Official Responses: Defense and Deflection
Within the halls of the White House and the State Department, the official stance remains one of justification, prioritizing a new, centralized "America First" diplomatic model over the previous, community-based grant system.
"We are doing everything we can to support Americans in the region," Heidi Overton, deputy director at the White House Domestic Policy Council, stated during a recent press conference. She emphasized that the administration’s focus remains on the protection of U.S. citizens.
The State Department, now tasked with overseeing global health functions through its newly formed Bureau of Global Health Security and Diplomacy, maintains that the restructuring was necessary. "By bringing USAID global health functions under the new Bureau of Global Health Security and Diplomacy at the State Department, our efforts are more aligned and effective," a department spokesperson claimed.
However, experts on the ground paint a different picture. They argue that State Department personnel lack the specialized public health staff and the deep, local-level resources that were the hallmark of USAID’s previous mandate. Daniel Jernigan, a veteran of the 2014-2016 Ebola response at the CDC, notes the loss of synergy. "We were sitting next to the USAID people the whole time," Jernigan said. "Those cuts are going to have an effect no matter what the situation is."
The "Perfect Storm": Implications for Global Security
The tragedy of the current Ebola crisis is compounded by the geopolitical instability of the DRC. The M23 rebel group’s expansion into health-sensitive zones has further complicated the delivery of aid. But as experts like Megan Coffee of the IRC point out, the combination of regional conflict and the sudden vacuum of U.S. funding has created a "perfect storm."
The Erosion of Trust
Perhaps the most damaging long-term implication is the degradation of the relationship between international aid workers and the local population. For years, the presence of American aid was synonymous with stability and survival. Today, that perception has soured.

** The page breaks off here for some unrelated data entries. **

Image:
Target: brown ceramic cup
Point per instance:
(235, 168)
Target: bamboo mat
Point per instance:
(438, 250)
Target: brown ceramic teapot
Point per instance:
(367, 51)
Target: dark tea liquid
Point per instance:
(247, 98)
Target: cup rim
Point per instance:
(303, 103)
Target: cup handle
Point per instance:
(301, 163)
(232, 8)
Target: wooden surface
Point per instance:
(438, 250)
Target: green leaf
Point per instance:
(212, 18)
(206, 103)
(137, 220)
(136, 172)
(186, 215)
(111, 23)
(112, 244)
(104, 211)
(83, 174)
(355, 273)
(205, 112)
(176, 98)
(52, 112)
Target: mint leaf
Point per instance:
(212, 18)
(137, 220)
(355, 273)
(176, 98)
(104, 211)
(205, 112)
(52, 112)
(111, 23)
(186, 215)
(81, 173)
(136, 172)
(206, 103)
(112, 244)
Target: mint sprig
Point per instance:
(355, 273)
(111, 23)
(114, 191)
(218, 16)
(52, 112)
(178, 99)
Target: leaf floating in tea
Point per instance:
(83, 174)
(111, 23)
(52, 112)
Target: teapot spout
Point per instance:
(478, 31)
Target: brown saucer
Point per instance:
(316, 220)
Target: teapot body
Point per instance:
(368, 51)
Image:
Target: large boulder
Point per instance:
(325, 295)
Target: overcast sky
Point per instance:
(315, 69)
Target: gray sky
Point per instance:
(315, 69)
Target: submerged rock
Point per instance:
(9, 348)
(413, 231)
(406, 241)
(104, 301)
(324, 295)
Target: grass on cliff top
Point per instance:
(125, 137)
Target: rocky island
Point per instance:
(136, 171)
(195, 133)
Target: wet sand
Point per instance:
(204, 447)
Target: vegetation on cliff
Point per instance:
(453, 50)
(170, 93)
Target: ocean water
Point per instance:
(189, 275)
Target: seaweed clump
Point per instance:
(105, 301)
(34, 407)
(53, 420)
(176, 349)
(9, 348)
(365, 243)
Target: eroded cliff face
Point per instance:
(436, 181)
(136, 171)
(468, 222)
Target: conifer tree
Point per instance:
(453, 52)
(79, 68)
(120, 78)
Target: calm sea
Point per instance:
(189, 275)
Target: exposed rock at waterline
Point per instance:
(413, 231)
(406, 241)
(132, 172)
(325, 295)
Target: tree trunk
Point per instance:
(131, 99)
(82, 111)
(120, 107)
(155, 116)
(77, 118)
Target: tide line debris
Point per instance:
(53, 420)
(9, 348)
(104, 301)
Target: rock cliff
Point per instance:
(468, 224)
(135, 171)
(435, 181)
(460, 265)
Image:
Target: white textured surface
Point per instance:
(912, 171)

Professor Les Roberts recalls a stark shift in his personal experience. In past trips to the DRC, his presence as a white American was viewed as a protective asset—a shield for the medical team. On his most recent visit, the dynamic had flipped. "The staff told me: ‘Les, you cannot come with us. You will put our lives in danger,’" he recounted. The perception of American withdrawal, coupled with the "America First" rhetoric, has fueled a climate of suspicion that makes the work of contact tracing and vaccination infinitely harder.
A Paradigm Shift to Reactive Medicine
The consensus among global health workers is that the world has entered a new, precarious era. The strategy has shifted from proactive investment in health systems to a "targeted response" model—a reactive approach that treats public health as a series of isolated fires rather than a landscape requiring firebreaks.

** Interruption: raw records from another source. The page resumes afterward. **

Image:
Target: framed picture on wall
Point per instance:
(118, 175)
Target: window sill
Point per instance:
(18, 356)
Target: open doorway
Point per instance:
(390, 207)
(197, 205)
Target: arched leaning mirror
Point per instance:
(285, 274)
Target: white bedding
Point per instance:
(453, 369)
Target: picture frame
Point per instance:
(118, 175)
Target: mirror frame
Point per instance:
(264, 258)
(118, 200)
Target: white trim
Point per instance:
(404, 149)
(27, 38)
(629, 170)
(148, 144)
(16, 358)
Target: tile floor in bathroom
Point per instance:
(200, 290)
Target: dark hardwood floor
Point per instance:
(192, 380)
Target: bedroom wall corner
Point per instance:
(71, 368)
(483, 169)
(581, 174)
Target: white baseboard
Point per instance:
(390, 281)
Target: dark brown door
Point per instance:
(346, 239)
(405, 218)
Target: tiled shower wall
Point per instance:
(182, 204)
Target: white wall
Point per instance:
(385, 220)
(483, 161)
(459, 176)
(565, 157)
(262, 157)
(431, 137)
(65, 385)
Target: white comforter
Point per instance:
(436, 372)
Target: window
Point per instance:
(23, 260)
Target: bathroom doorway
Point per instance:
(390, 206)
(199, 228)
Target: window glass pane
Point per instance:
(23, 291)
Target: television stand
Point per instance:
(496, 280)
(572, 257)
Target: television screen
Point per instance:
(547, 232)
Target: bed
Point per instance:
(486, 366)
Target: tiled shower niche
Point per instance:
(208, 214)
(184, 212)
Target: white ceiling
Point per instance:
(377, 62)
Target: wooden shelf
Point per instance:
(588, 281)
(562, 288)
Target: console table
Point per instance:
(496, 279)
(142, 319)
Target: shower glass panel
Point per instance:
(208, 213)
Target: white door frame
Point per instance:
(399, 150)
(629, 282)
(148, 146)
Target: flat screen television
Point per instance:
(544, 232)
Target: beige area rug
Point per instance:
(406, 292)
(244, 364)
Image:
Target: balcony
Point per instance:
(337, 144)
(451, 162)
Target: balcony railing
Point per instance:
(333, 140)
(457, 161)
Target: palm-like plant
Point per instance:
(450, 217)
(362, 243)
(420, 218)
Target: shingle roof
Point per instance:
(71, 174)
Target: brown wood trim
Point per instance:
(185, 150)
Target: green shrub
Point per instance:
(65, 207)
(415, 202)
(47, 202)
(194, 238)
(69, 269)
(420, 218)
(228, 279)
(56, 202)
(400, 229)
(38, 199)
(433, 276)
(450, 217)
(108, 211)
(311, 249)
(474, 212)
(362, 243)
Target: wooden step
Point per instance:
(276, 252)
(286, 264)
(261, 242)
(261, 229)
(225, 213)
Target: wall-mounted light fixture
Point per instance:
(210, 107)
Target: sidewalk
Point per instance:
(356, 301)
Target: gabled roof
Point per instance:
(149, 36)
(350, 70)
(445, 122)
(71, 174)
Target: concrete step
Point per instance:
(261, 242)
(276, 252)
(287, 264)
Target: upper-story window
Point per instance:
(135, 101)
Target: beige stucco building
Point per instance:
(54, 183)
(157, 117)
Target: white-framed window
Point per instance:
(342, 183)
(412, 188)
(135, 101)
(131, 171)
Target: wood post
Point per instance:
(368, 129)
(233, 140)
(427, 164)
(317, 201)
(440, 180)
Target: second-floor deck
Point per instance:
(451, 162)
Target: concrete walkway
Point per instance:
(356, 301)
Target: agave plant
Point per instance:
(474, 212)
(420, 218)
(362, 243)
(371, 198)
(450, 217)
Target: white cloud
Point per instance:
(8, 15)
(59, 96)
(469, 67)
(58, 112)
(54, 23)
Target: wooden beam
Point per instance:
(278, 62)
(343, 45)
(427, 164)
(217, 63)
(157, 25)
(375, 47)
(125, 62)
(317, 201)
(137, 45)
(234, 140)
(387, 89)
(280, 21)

"There is this kind of paradigm shift of targeted responses to targeted problems," said one anonymous public health worker. "It’s not on a scale where it needs to be. You cannot fight a fire by showing up after the house has already burned down."
The implications extend far beyond the DRC. A study published in The Lancet suggests that if current trends in foreign aid cuts persist through 2030, as many as 14 million additional lives could be lost worldwide due to the resulting weakness in local health infrastructure.
As the DRC battles to contain the current Ebola surge, the global health community remains in a state of apprehension. The loss of U.S. leadership in global health security has not only left the Congo vulnerable; it has signaled to the world that the era of international health cooperation may be giving way to a era of national isolation—a shift that may prove, in the long run, to be the most contagious threat of all.